Responsible Investment Strategist

“This isn’t about acting illegally; it’s about acting immorally,” said Patrick Cauwenbergh, partner and tax expert at Deloitte Belgium, as he kicked off his talk.

The specialist, who was invited to our offices to provide an update on new tax regulations, in particular the Base Erosion and Profit Shifting – BEPS (BEPS) project and the draft Anti-Tax Avoidance Directive ATAD (ATAD), did not beat around the bush. In the past four to five years, the tax environment has evolved substantially, first of all due to the 15 actions of the OECD, and then the draft Directive. Those two initiatives have led to a series of measures to, on the one hand, avoid double non-taxation and, on the other, foster transparency.

OECD double non-taxation avoidance measures:

All company levels are impacted, from the business models and cash operations to intra-corporate financing structures such as holdings and risk management.

Hence, companies need to prepare for new reporting requirements (in particular the country-by-country reporting) (1), review their current tax positions and adjust their strategy based on the new framework while making sure the latter is clearly communicated.

The European project, which was recently adopted by the Council of the 28 ministers of Finance, aims to go even further than the OECD, in particular with exit tax rules and general anti-abuse rules.

  • The former require the taxation of the market value minus the value of the tax for assets, permanent establishments or residences relocated by the taxpayer outside of a tax jurisdiction of a Member State. 
  • The latter relates to tax arrangements with the authorities, in the sense that arrangements made for undue economic reasons that do not reflect economic reality will need to be considered non-existent by the tax authorities.

It is an illusion to think that this new regulatory framework only covers big unscrupulous multinationals.
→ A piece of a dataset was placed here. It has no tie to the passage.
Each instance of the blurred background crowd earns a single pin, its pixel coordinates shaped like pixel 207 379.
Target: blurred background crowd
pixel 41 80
The country-by-country reporting is for sure a prerogative for multinationals, but all corporations operating at the international level are impacted by these new rules of conduct, and in this context they are making preparations. As a matter of fact, the Directive will be approved at the next ECOFIN meeting on 12 July. The deadline for transposition in national legislation has been set at 31 December 2018, and implementation will be on 1 January 2019. Each member state is already working on the implementation aspects.

We have already said it: companies must from now on act as responsible taxpayers. Tax strategies are being increasingly scrutinised by civil society, but also by regulators and authorities. Being aware of the sometimes aggressive tax measures taken by companies can help investors identify risks for a fast-approaching future.